Drupal CDN & Static File Server - The Amazon S3 Way
Category: Internet / WebTags: DrupalS3File ServerCDN
If you build quality sites that attract a large number of visitors and interaction there eventually will come a point when you have to start looking for ways to offload your files and bring down your server overhead. I have been looking into the CDN issue off and on for the past 6 months. Recently I decided it was time to get something dialed in and move forward. I wanted something that required the least number of hacks and was easy and scalable. This post isn't meant to be an end all to Drupal and CDNs, but rather just some insight into the way I have tackled this issue for the time being.
There are a number of options to choose from and a lot of different ways to go about it. You could get a new server locally and load balance your stuff, you could get a new server locally and use it as a static file server, you could team up with a big time CDN like Akamai or Limelight and go that route, or you could go the less expensive CDN route with something like Amazon S3.
Note: This article doesn't attempt to explain every little detail of what's going on, but rather act as a guide for a developer to work off.
My Goals
Being somebody that is cost conscience and wanting to always try to get the most bang for my buck the idea of a CDN like Limelight didn't quite seem like an appropriate fit for me. I wanted something a little bit less serious that I could ease into. I don't care about having servers all across the world and getting content to people a few milliseconds faster than other solutions. I just want to take a huge load off my local network and put that load somewhere else. If my site is up and the users are happy, I'm happy.

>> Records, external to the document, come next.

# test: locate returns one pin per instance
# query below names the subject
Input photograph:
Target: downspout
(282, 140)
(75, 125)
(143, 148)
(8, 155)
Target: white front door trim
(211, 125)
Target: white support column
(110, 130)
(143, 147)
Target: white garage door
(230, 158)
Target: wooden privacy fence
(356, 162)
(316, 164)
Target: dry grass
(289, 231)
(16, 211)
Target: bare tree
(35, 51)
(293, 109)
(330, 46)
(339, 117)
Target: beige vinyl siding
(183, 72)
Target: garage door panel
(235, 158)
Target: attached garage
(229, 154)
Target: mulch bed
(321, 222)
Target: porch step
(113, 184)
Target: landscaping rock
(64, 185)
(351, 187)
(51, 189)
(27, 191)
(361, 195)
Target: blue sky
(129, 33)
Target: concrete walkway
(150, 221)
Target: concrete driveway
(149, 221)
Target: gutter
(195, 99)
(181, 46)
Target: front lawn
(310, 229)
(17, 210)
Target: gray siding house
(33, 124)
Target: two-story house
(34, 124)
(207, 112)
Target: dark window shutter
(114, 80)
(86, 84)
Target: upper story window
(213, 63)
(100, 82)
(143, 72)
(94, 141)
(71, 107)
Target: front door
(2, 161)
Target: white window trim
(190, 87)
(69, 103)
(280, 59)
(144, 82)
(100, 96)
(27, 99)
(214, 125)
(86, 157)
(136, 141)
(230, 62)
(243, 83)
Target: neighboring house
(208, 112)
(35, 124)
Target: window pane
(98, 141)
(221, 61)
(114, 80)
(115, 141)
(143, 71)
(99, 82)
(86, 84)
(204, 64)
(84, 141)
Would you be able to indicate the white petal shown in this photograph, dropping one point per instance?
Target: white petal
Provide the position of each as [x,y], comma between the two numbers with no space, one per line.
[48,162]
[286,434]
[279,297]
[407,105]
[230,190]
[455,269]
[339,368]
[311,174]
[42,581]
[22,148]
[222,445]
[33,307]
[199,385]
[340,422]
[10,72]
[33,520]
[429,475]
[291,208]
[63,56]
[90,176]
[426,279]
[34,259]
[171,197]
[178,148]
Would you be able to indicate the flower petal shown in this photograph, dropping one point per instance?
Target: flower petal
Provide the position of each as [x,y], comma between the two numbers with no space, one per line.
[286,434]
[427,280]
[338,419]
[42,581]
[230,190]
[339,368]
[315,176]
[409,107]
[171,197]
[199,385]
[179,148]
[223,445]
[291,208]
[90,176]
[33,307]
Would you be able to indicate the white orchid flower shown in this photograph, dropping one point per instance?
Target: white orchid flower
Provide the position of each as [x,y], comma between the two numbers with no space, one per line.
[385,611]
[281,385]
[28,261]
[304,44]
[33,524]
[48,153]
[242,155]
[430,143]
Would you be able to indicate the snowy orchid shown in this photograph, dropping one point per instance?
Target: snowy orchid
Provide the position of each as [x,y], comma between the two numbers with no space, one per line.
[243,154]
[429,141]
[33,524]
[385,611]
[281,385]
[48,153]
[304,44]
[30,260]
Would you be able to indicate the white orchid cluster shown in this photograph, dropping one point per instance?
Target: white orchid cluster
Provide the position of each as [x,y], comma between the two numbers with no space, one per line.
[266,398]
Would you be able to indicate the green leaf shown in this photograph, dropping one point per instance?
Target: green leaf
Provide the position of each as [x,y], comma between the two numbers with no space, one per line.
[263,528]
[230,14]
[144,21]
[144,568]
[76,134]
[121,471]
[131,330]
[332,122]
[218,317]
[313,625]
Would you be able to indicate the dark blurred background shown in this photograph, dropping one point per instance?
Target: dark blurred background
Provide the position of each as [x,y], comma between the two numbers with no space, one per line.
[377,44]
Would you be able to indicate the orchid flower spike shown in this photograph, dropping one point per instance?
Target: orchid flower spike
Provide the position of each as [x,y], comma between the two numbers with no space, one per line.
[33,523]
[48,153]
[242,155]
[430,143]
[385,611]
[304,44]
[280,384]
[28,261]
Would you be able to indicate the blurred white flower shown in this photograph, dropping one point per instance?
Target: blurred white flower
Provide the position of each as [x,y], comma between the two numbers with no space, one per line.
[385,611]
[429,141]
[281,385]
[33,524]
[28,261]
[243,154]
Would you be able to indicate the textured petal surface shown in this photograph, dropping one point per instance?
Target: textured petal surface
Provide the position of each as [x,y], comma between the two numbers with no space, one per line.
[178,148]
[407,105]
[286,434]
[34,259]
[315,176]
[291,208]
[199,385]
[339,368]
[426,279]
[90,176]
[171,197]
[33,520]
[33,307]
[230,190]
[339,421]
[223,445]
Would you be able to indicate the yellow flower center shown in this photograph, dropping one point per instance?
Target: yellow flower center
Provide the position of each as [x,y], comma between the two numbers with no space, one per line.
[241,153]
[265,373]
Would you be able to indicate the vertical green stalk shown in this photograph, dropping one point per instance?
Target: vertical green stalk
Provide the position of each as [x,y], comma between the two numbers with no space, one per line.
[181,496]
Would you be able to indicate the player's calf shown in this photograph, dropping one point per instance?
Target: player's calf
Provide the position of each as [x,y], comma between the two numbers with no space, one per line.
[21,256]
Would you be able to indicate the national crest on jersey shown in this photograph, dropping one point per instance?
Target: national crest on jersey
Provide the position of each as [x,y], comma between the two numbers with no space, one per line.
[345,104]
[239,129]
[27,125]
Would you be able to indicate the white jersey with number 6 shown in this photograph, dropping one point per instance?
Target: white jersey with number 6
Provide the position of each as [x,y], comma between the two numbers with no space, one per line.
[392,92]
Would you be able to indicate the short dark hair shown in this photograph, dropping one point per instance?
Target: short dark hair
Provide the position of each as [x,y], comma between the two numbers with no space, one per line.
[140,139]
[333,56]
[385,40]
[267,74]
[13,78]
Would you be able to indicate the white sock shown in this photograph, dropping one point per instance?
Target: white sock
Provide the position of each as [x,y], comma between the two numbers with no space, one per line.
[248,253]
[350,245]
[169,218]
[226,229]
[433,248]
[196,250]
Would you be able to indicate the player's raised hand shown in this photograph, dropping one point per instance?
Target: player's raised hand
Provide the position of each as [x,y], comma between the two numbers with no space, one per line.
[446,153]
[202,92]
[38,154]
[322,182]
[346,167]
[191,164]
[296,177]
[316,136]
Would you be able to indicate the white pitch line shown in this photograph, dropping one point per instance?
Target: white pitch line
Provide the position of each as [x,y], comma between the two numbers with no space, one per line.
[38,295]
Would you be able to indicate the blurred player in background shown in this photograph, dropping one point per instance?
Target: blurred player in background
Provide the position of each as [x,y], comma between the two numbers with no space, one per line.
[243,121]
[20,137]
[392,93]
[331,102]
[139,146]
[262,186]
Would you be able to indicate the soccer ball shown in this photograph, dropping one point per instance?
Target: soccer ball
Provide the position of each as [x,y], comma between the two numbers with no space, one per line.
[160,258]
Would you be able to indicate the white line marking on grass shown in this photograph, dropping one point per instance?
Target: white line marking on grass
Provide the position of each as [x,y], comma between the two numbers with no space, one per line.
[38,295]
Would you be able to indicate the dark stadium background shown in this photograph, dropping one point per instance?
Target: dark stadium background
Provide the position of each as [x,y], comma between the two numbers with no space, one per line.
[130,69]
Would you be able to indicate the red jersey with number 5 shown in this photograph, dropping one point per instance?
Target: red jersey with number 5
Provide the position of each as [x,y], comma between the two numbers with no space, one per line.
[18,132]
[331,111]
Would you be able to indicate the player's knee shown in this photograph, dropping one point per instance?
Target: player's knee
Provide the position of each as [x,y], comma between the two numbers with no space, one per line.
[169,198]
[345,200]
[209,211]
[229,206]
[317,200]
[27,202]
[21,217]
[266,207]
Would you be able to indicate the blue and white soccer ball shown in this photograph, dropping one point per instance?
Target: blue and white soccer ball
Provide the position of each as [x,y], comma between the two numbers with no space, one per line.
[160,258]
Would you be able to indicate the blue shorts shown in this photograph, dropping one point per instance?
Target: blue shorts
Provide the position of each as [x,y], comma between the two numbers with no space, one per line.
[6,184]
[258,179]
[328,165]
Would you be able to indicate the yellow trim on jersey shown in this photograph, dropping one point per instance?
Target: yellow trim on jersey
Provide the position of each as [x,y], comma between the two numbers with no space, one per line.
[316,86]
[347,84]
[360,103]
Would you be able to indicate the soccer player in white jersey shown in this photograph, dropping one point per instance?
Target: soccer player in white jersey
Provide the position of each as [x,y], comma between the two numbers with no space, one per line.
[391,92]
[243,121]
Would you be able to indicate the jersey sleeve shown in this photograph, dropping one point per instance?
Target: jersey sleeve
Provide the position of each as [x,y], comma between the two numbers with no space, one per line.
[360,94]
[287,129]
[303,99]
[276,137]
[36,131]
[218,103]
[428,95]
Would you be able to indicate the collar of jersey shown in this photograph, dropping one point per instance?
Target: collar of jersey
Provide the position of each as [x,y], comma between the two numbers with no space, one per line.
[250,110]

I also don't care if 100% of my site files are not offloaded to the CDN. If I can take care of 95% of my load and leave 5% on my main box it really doesn't bother me. My main goal is to get rid of the majority of the overhead and keep everything scalable and dynamic with a relatively small code footprint.
Which files to offload
With these things in mind I have basically decided that a good route for me was to mainly take care of my two main sources of files: images and videos. If I really wanted to get hardcore I could also move my CSS and Javascript, but I don't see this as important as taking care of the major problems first.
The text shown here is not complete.